US SEC Halts Scam TBIS ICO with Emergency Court Order

The Titanium Blockchain Infrastructure Services has attracted USD 21 million by falsely claiming support from the Federal Reserve, PayPal, Walt Disney, Boeing.

by Marin Marinov
30 May • 3 min
In News

The US Securities and Exchange Commission (SEC) said on Tuesday it has obtained an emergency court order for temporary halting a scam Initial Coin Offering (ICO) of Titanium Blockchain Infrastructure Services (TBIS). The fraudulent scheme violated the US federal laws because of false statements of support from leading global companies that resulted in the sale of USD 21 million worth of TBIS own tokens, dubbed BAR.

“This ICO was based on a social media marketing blitz that allegedly deceived investors with purely fictional claims of business prospects,” Robert A. Cohen, chief of the SEC Enforcement Division’s Cyber Unit, said in a statement.

The Los Angelis federal district court also approved an asset freeze and the appointment of a receiver for the TBIS. All sections of the ICO website have not been working since early Wednesday morning (UTC) and it functions like a static home page.

The scheme

The Titanium Blockchain Infrastructure Services attracted investors by claiming that its project for new IT infrastructure has support from the Federal Reserve and from some of the biggest US companies like entertainment giant Walt Disney Company, payment system PayPal, aircraft manufacturer Boeing, e-commerce company eBay, agricultural corporation Cargill and IT giants IBM and Hewlett-Packard.

The alleged fraud resulted in USD 21 million purchase of BAR tokens from investors in and outside the United States.

“From just those investors who invested cash, at least 75 investors purchased BAR, including 18 who reside in the U.S. Because TBIS also accepted investments in the form of digital assets Ether, Bitcoin, Bitcoin Cash, Litecoin, and Dash, the total number of investors who purchased BAR is not known,” SEC explained in the court complaint.

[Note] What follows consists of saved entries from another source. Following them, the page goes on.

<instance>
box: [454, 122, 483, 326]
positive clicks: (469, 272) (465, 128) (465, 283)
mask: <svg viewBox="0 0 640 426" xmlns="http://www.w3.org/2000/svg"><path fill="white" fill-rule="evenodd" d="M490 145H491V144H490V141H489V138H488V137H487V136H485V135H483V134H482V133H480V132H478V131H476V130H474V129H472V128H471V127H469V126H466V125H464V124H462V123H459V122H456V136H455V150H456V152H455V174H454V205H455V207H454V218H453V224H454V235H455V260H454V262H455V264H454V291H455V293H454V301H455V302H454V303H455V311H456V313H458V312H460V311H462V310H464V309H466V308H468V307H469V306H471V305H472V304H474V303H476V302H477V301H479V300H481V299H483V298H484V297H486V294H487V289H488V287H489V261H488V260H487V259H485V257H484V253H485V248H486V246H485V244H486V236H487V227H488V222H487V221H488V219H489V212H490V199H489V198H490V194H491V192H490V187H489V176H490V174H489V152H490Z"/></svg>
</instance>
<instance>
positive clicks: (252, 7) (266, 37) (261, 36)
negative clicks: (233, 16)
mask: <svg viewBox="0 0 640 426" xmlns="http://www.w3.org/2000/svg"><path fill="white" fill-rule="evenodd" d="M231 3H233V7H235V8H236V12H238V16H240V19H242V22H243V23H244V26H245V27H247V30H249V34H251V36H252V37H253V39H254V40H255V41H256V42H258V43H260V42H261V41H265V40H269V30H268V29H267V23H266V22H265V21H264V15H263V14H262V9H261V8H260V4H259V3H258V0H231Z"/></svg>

TBIS and its president, Michael Alan Stollery, also known as Michael Stollaire, have been accused of violating antifraud provisions of federal securities laws. The company also did not have the obligatory Form D that covers offering securities in the form of digital assets.

one big coin

On May 22, SEC filed a court complaint for preliminary and permanent injunction, returns of money to investors and prohibition for Michael Stollaire to participate in digital securities offering in the future. The regulator also charges another Stollaire company linked to the ICO, EHI Internetwork and Systems Management Inc., with violating the antifraud provisions. The Los Angelis federal district court issued temporary injunction on May 29, pending final results from the SEC investigation, which is still ongoing.

“Investors in the Titanium ICO who believe they may be a victim should contact the SEC through www.SEC.gov/tcr,” the commission noted.

SEC recently launched a fake ICO for educational purposes, as well as several social media advertisements, informing US citizens about frauds in various investment projects.